Le opere sequestrate nel dettaglio

Il blitz delle forze dell'ordine ha riguardato una serie di litografie, tra le quali spiccano tredici pezzi appartenenti alla serie denominata I Cavalli, oltre a incisioni, arazzi, disegni e oggetti vari che componevano il percorso espositivo.
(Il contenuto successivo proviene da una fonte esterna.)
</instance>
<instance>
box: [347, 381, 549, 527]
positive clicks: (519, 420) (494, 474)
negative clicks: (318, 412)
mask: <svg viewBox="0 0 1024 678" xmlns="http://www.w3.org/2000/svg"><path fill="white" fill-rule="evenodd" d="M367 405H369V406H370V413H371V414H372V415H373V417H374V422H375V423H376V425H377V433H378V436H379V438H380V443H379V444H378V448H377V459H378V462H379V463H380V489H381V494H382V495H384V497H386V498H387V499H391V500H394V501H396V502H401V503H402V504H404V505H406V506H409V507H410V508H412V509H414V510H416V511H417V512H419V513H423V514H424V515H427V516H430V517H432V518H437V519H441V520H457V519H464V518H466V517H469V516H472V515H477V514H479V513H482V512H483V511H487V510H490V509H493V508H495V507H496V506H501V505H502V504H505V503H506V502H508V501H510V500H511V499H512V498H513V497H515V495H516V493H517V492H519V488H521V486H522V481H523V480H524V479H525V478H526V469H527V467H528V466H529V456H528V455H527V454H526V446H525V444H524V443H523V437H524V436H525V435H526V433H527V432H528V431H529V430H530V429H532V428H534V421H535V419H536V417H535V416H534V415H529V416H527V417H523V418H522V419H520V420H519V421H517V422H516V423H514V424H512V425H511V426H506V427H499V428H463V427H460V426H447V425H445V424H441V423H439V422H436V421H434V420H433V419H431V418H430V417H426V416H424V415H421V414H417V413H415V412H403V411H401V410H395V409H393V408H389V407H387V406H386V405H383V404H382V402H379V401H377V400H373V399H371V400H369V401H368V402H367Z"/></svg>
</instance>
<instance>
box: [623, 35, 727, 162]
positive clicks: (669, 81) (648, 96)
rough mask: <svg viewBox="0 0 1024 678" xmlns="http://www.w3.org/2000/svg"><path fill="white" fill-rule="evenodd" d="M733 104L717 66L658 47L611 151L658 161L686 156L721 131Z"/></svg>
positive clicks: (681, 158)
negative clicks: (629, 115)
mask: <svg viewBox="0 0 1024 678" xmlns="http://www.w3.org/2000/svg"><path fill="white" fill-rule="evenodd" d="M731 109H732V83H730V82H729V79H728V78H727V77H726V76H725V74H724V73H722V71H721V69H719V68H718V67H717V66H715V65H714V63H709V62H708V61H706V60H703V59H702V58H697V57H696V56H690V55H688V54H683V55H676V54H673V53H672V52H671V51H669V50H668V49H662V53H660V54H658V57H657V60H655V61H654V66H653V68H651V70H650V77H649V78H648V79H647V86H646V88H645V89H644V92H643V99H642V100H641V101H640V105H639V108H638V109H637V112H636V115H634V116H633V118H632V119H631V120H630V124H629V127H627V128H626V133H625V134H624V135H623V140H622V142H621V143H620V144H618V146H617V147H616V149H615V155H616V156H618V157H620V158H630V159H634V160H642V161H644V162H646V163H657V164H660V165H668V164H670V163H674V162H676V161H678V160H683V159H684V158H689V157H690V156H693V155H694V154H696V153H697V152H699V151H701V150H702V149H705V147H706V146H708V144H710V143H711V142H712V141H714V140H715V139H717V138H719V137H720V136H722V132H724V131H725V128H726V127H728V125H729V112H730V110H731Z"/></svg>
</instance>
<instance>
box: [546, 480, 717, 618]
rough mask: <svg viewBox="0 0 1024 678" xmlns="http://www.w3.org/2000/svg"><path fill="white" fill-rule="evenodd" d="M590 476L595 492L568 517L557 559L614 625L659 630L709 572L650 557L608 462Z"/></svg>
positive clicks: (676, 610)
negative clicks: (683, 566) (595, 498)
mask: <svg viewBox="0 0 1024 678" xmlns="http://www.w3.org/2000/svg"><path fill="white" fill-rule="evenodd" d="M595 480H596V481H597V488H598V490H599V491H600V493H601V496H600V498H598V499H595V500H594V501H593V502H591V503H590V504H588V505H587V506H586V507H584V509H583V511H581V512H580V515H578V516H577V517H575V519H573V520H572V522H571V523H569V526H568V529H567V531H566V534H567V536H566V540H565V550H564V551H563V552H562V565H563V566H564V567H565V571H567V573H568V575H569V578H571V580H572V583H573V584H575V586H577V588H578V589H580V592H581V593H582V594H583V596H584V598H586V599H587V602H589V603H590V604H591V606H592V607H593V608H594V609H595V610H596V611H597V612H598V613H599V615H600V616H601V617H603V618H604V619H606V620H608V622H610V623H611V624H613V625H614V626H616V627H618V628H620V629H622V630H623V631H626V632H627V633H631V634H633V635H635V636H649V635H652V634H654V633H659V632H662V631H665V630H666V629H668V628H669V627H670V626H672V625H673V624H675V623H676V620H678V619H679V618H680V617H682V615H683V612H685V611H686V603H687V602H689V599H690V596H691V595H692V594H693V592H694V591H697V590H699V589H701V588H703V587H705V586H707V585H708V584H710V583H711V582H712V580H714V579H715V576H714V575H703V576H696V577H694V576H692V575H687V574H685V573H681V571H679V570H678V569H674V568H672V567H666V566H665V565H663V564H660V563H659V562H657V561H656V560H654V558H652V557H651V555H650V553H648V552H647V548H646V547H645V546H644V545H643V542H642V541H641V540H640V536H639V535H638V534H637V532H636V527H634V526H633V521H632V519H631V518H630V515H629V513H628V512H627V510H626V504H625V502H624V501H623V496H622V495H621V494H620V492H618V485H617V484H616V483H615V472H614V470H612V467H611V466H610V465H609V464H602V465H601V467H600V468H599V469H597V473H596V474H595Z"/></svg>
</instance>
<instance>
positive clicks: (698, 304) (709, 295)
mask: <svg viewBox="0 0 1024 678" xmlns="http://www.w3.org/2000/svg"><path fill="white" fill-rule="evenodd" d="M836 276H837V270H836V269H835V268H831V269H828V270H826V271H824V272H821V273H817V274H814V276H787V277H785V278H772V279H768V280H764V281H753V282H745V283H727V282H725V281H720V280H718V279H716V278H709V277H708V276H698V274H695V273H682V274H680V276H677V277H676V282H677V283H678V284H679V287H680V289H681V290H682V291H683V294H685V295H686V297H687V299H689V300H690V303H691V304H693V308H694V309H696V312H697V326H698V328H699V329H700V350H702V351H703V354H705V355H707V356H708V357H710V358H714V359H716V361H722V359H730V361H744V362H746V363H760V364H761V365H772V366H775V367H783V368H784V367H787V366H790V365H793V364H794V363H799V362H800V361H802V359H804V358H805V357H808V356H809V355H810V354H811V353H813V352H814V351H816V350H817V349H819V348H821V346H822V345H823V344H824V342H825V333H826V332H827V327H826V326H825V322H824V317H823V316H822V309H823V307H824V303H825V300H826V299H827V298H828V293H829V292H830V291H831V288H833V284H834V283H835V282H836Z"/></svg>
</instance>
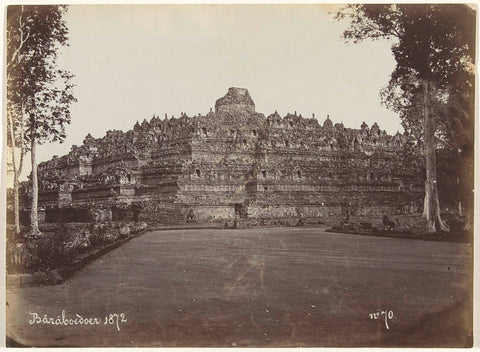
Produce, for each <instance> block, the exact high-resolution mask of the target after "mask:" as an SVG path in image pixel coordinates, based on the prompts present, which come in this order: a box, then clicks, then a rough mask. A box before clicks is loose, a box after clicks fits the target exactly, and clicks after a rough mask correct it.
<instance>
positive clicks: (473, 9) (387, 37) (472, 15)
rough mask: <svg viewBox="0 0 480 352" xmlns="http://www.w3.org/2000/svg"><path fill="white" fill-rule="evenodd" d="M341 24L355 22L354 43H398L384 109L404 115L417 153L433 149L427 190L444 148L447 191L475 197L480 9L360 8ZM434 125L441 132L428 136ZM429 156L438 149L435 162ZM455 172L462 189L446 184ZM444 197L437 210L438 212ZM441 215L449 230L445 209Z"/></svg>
mask: <svg viewBox="0 0 480 352" xmlns="http://www.w3.org/2000/svg"><path fill="white" fill-rule="evenodd" d="M336 19H338V20H341V19H349V20H350V26H349V27H348V28H347V29H346V30H345V32H344V34H343V35H344V38H345V39H346V40H347V41H349V42H354V43H358V42H360V41H362V40H364V39H367V38H368V39H373V40H378V39H389V40H391V41H392V53H393V55H394V57H395V60H396V68H395V70H394V71H393V73H392V74H391V78H390V81H389V83H388V85H387V86H386V87H385V88H384V89H383V90H382V91H381V98H382V102H383V103H384V104H385V105H386V106H387V108H389V109H391V110H393V111H396V112H398V113H399V115H400V118H401V119H402V125H403V127H404V128H405V131H406V133H407V135H408V136H409V137H410V140H411V145H412V146H414V147H415V148H417V152H422V151H423V150H425V155H426V164H425V166H426V169H427V184H428V183H429V182H430V184H431V183H432V182H433V183H434V184H435V187H434V189H433V188H431V189H432V190H433V192H434V193H436V182H437V178H436V175H437V173H436V168H437V166H436V159H435V149H436V148H440V150H441V151H442V157H441V159H440V161H441V162H440V164H439V166H440V167H441V168H442V170H441V172H440V173H439V180H440V181H441V182H444V183H443V186H444V187H443V188H444V190H446V191H447V192H449V193H456V194H457V195H459V194H461V193H462V192H463V193H465V192H464V191H460V188H462V187H463V188H465V187H466V188H470V190H471V189H472V188H473V141H474V134H473V130H474V128H473V127H474V79H475V75H474V73H475V70H474V61H475V60H474V58H475V21H476V19H475V10H474V9H472V8H471V7H470V6H468V5H462V4H418V5H417V4H415V5H413V4H390V5H376V4H357V5H347V6H346V7H344V8H343V9H342V10H341V11H339V12H338V13H337V14H336ZM427 124H428V125H429V126H433V128H430V127H429V128H428V129H427V127H426V126H427ZM427 150H430V151H431V150H433V156H432V153H427ZM437 154H438V152H437ZM447 159H449V160H447ZM432 170H433V171H432ZM447 172H450V173H453V174H454V175H453V179H454V180H456V181H455V182H451V179H450V180H449V178H448V177H444V176H445V173H447ZM429 175H430V176H429ZM459 180H460V181H459ZM427 184H426V192H427V194H428V191H427ZM460 184H462V185H464V186H462V187H459V186H458V185H460ZM450 187H453V188H452V189H451V188H450ZM452 190H453V192H452ZM436 197H437V196H436V195H433V197H432V198H431V199H432V202H433V203H432V204H431V206H432V207H436V208H438V206H437V205H436V204H434V203H435V198H436ZM437 199H438V198H437ZM437 203H438V201H437ZM434 212H436V213H437V217H438V221H439V223H440V227H443V226H442V225H441V223H442V221H441V219H440V215H439V214H440V213H439V210H436V211H434ZM434 228H435V226H434V225H433V227H432V229H434Z"/></svg>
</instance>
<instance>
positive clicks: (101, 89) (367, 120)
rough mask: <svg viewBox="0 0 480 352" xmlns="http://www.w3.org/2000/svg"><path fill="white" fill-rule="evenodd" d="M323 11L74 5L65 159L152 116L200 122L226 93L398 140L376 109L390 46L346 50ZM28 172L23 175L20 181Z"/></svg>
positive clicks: (389, 69) (318, 9) (306, 6)
mask: <svg viewBox="0 0 480 352" xmlns="http://www.w3.org/2000/svg"><path fill="white" fill-rule="evenodd" d="M332 10H335V8H334V7H333V6H332V5H73V6H70V9H69V12H68V13H67V17H66V20H67V23H68V27H69V29H70V34H69V38H70V40H69V44H70V46H69V47H68V48H65V49H64V50H63V54H62V56H61V60H60V62H59V64H60V65H61V66H62V67H63V68H66V69H68V70H70V71H71V72H72V73H73V74H75V75H76V77H75V79H74V82H75V83H76V84H77V87H76V88H75V96H76V97H77V99H78V102H77V103H75V104H74V105H72V108H71V113H72V123H71V125H70V126H68V128H67V139H66V141H65V142H64V143H63V144H58V143H57V144H50V145H44V146H40V147H39V151H38V161H39V162H41V161H44V160H48V159H50V158H51V157H52V156H53V155H54V154H57V155H64V154H66V153H68V151H69V150H70V147H71V145H72V144H77V145H79V144H81V143H82V140H83V138H84V137H85V136H86V135H87V133H91V135H92V136H93V137H95V138H99V137H102V136H104V135H105V132H106V131H107V130H110V129H120V130H123V131H127V130H129V129H131V128H133V125H134V124H135V122H136V121H137V120H139V121H140V122H141V121H142V120H143V119H144V118H147V119H148V120H150V118H151V117H152V115H153V114H158V115H159V116H160V117H162V118H163V116H164V114H165V113H167V114H168V116H169V117H171V115H175V117H178V116H180V113H181V112H186V113H187V114H188V115H189V116H192V115H196V114H198V113H201V114H206V113H207V112H208V111H209V109H210V107H213V108H214V105H215V100H216V99H218V98H220V97H222V96H223V95H225V94H226V92H227V90H228V88H229V87H233V86H234V87H242V88H247V89H248V90H249V92H250V95H251V96H252V98H253V100H254V102H255V105H256V111H257V112H261V113H264V114H265V115H269V114H271V113H273V112H274V111H275V110H277V111H278V112H279V114H280V115H282V116H284V115H285V114H287V113H288V112H292V113H293V112H294V111H297V113H298V114H302V115H303V116H305V117H311V116H312V113H315V116H316V117H317V119H319V120H320V122H323V120H324V119H325V117H326V115H327V114H329V115H330V118H331V119H332V120H333V122H334V123H336V122H343V123H344V125H345V126H346V127H350V128H359V127H360V124H361V123H362V121H365V122H366V123H367V124H368V125H369V126H371V125H372V124H373V122H375V121H377V122H378V124H379V125H380V128H381V129H385V130H387V132H388V133H390V134H393V133H396V131H397V130H400V131H403V129H402V127H401V126H400V119H399V118H398V116H397V115H396V114H394V113H392V112H390V111H388V110H386V109H385V108H384V107H383V106H381V104H380V98H379V91H380V89H381V88H382V87H383V86H384V85H386V83H387V82H388V79H389V76H390V73H391V72H392V71H393V69H394V65H395V61H394V59H393V56H392V54H391V50H390V47H391V43H388V42H386V41H376V42H371V41H366V42H364V43H361V44H346V43H345V42H344V40H343V39H342V38H341V33H342V31H343V30H344V28H345V26H346V23H339V22H336V21H334V20H333V15H332V14H330V13H329V12H330V11H332ZM29 172H30V169H29V167H28V163H27V167H26V169H25V170H24V172H23V177H22V179H24V178H25V177H26V175H27V174H28V173H29Z"/></svg>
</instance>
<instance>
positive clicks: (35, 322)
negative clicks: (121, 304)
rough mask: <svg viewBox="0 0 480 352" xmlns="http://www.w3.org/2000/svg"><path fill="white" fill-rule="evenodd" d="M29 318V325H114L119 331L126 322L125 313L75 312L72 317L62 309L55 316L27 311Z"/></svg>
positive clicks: (126, 318)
Ciascuno di questi lavori, attribuito al maestro del surrealismo, è stato prelevato perché ritenuto, sulla base delle prime verifiche, un falso. L'operazione si inserisce in un filone d'inchiesta già avviato dalla magistratura capitolina.

Le conseguenze per la mostra

La procedura ha comportato la materiale rimozione delle opere dalle pareti e dalle teche, gettando una luce di incertezza sull'intera organizzazione dell'evento. L'allestimento, che prometteva di esplorare il complesso intreccio tra arte e mito nella visione di Dalí, deve ora fare i conti con una verità giudiziaria che, per i pezzi sequestrati, sembra smentirne radicalmente l'origine, lasciando una mostra mutilata nella sua integrità.

Il contesto delle indagini

Le indagini, coordinate dalla procura di Roma, proseguono per accertare le responsabilità lungo tutta la filiera che ha portato all'esposizione, dalla provenienza alle certificazioni. Il caso di Parma non è isolato nel vasto mercato delle opere di Dalí, la cui prolificità e stile, facilmente imitabile, lo rendono un artista particolarmente esposto alla contraffazione.